Newly unsealed indictment charges Ukrainian national with international cybercrime operation

Odessa American, Texas
·2 min read

Oct. 25—AUSTIN — The Department of Justice announced on Tuesday that a newly unsealed federal grand jury indictment charges Mark Sokolovsky, 26, a Ukrainian national, for his alleged role in an international cybercrime operation known as Raccoon Infostealer, which infected millions of computers around the world with malware.

According to court documents, Sokolovsky, who is currently being held in the Netherlands pursuant to an extradition request by the United States, conspired to operate the Raccoon Infostealer as a malware-as-a-service or "MaaS." Individuals who deployed Raccoon Infostealer to steal data from victims leased access to the malware for approximately $200 per month, paid for by cryptocurrency.

These individuals used various ruses, such as email phishing, to install the malware onto the computers of unsuspecting victims. Raccoon Infostealer then stole personal data from victim computers, including log-in credentials, financial information, and other personal records. Stolen information was used to commit financial crimes or was sold to others on cybercrime forums.

In March 2022, concurrent with Sokolovsky's arrest by Dutch authorities, the FBI and law enforcement partners in Italy and the Netherlands dismantled the digital infrastructure supporting the Raccoon Infostealer, taking its then existing version offline.

Through various investigative steps, the FBI has collected data stolen from many computers that cyber criminals infected with Raccoon Infostealer. While an exact number has yet to be verified, FBI agents have identified more than 50 million unique credentials and forms of identification (email addresses, bank accounts, cryptocurrency addresses, credit card numbers, etc.) in the stolen data from what appears to be millions of potential victims around the world. The credentials appear to include over four million email addresses.

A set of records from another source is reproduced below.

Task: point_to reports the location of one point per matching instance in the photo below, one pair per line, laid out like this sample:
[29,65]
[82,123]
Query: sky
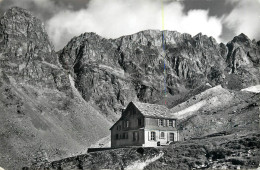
[221,19]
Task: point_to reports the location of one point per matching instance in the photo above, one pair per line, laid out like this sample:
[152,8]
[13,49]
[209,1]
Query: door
[171,137]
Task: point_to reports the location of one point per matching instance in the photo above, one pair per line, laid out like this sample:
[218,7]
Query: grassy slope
[37,120]
[221,152]
[217,152]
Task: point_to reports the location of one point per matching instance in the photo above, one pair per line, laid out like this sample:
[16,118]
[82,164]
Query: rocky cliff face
[40,109]
[111,72]
[26,52]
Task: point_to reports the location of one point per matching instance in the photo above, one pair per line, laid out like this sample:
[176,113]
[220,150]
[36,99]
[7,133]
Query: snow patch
[139,165]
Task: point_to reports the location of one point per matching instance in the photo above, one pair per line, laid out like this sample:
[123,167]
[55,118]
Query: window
[160,122]
[162,135]
[125,124]
[139,122]
[152,135]
[125,135]
[170,122]
[135,136]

The United States does not believe it is in possession of all the data stolen by Raccoon Infostealer and continues to investigate. The FBI has created a website where anyone can input their email address to determine whether it is contained within the U.S. government's repository of Raccoon Infostealer stolen data. The website is raccoon.ic3.gov. If the email address is within the data, the FBI will send an email to that address notifying the user.

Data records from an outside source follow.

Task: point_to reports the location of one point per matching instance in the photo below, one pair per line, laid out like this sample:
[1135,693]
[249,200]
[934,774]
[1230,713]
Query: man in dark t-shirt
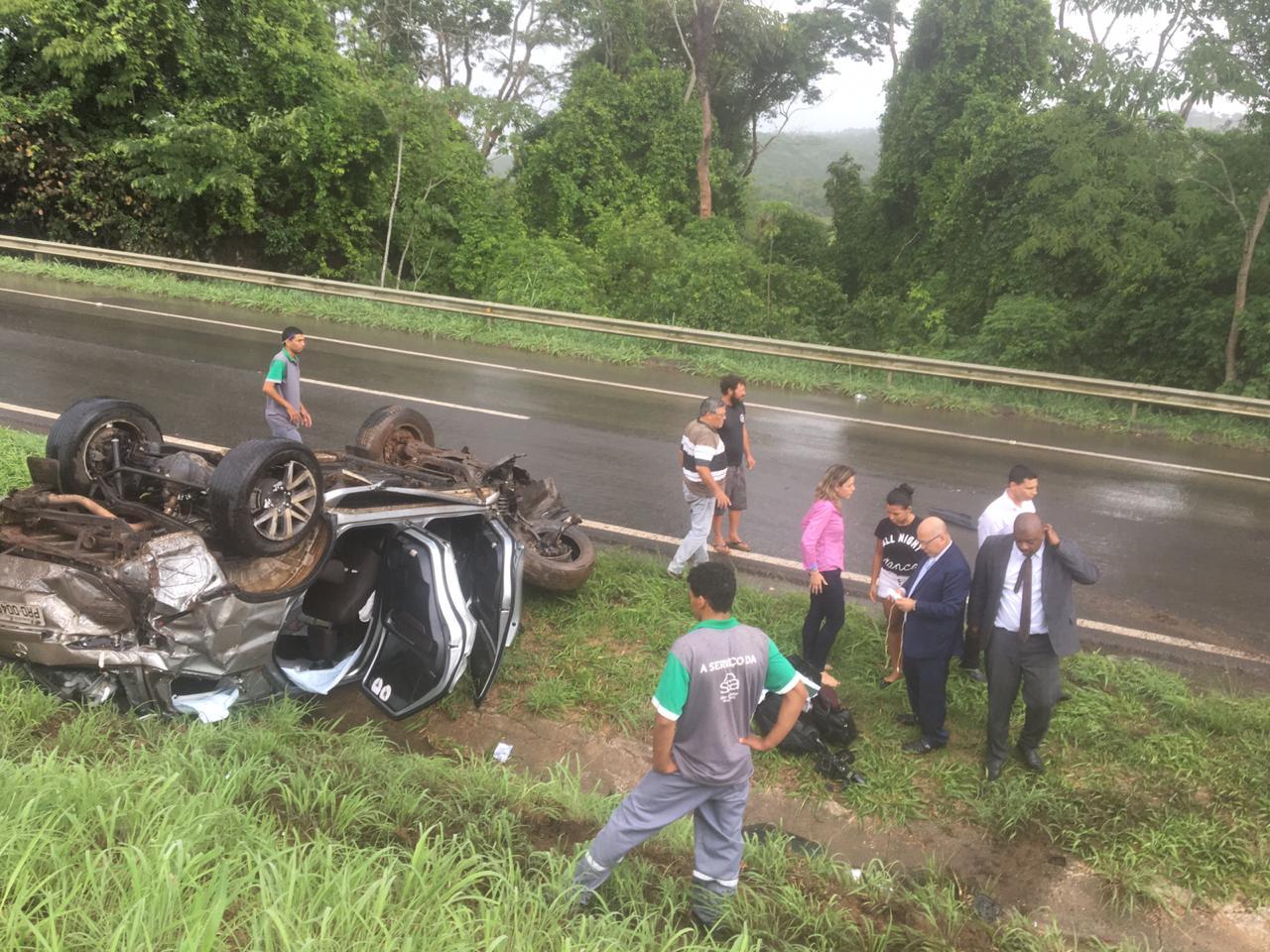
[735,443]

Potential victims are encouraged to fill out a detailed complaint and share any financial or other harm experienced from their information being stolen at FBI's Internet Crime Complaint Center (IC3) at ic3.gov/Home/FileComplaint.

"This case highlights the importance of the international cooperation that the Department of Justice and our partners use to dismantle modern cyber threats," Deputy Attorney General Lisa O. Monaco stated in the press release. "As reflected in the number of potential victims and global breadth of this attack, cyber threats do not respect borders, which makes international cooperation all the more critical. I urge anyone who thinks they could be a victim to follow the FBI's guidance on how to report your potential exposure."